What better time to update the blog than at 2am during my first and only overnight shift of the summer? Excuse any incomprehensible rambling I might do, but I need to do something to help myself stay awake!
Preparations for India are slowly coming together. I’ve purchased my flight, gotten my vaccines, thought more about malaria medication than I ever would have hoped to, and sent away for my visa (now if I could just get it back… that’d be great!)
My flight is leaving from Madison on August 16th, a date that flashes in my mind so often I feel like I have it tattooed on the back of my hand. It’s coming up so suddenly!
Despite my impending departure, I feel strangely composed and rather unconcerned. While I think about it all the time, it still doesn’t seem real to me that I’ll be away from Wisconsin for 9 months, and that three weeks from now I’ll be on my way across the Atlantic. My “Summer in Madison” to-do list is still too long for that. I’m telling myself it’ll be easy to pack–I won’t need many clothes, and the weather will be fairly consistent, and how much can I fit into two bags, anyways? Until I have my visa safely in hand, I’m trying to keep all that out of my mind.
I’ve been studying Hindi at the South Asia Summer Language Institute, which has been keeping me busy for a good part of the day, and will hopefully serve me well once I’m actually in India. Not only have I learned more of the language, but the instructors have passed on valuable cultural information, as well.
Saying good-bye (or not saying good-bye) has been an interesting experience. I prefer not to do it, and I’ve decided that maybe it’s not necessary. At the end of the school year, especially, India felt so far away that it seemed ridiculous to say much more than “have a good summer” to anyone not staying in Madison. Now, as my departure gets closer and summer gets busier for everyone, I often feel like I don’t know when I’ll see certain friends and family members again.
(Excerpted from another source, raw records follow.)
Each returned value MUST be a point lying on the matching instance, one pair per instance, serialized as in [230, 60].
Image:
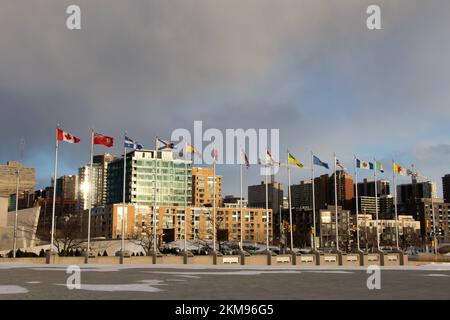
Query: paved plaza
[20, 281]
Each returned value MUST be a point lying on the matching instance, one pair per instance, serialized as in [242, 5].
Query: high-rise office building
[257, 196]
[103, 161]
[257, 199]
[408, 193]
[99, 181]
[446, 187]
[345, 189]
[367, 188]
[367, 205]
[151, 176]
[67, 187]
[89, 187]
[301, 194]
[203, 187]
[8, 178]
[322, 190]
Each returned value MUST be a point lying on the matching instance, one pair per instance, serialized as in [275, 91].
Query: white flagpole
[214, 199]
[290, 205]
[335, 205]
[16, 213]
[52, 236]
[242, 210]
[267, 208]
[395, 207]
[434, 225]
[314, 202]
[357, 205]
[154, 202]
[90, 192]
[123, 197]
[185, 197]
[376, 201]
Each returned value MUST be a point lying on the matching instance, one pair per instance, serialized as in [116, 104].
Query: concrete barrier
[372, 259]
[70, 260]
[282, 260]
[260, 260]
[351, 259]
[306, 259]
[139, 260]
[33, 260]
[170, 260]
[329, 260]
[105, 260]
[392, 259]
[203, 260]
[233, 260]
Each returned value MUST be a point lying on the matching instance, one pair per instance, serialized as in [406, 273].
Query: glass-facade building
[151, 176]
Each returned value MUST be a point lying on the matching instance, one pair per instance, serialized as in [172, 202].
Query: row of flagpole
[269, 163]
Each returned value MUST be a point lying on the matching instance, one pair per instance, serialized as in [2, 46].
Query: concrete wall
[23, 260]
[256, 260]
[350, 260]
[329, 260]
[204, 260]
[229, 260]
[27, 221]
[169, 260]
[306, 259]
[282, 260]
[392, 259]
[372, 259]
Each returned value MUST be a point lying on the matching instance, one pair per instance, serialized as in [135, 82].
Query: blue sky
[310, 68]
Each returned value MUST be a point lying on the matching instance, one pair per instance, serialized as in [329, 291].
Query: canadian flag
[65, 136]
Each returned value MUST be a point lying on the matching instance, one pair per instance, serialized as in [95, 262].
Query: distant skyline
[310, 68]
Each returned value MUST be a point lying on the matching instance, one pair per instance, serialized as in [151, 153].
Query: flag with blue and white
[364, 164]
[320, 163]
[340, 165]
[131, 144]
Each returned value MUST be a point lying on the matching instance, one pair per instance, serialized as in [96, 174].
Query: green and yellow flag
[292, 159]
Perhaps it’s easier this way, actually. After all, I won’t be gone forever, and I know from experience that the people who matter will welcome me home like I never left when the time comes.
Sometimes, when I’m overtired and thinking too much, I wonder if I’m crazy for doing this, and I ask myself what business I have in India. Of course I’m interested in the language, the history, and the culture, but I could just study those things here, maybe travel to in India over winter break or next summer. I’ve known from the beginning that I’m not setting myself up for an easy year. And honestly, at this point in my life I think I’m the happiest I’ve ever been. Why should I leave now?
I’m confident I’m making the right choice, though, because if I don’t do this I will spend the rest of my life wondering “what if?” I feel like I want to, I need to step back from everything that is familiar and be able to see more clearly what is actually important to me. Don’t get me wrong, I don’t expect to find all the answers in India or reach any kind of enlightenment, but I do think this experience will help answer some of the questions I have about life and what I should be doing with it.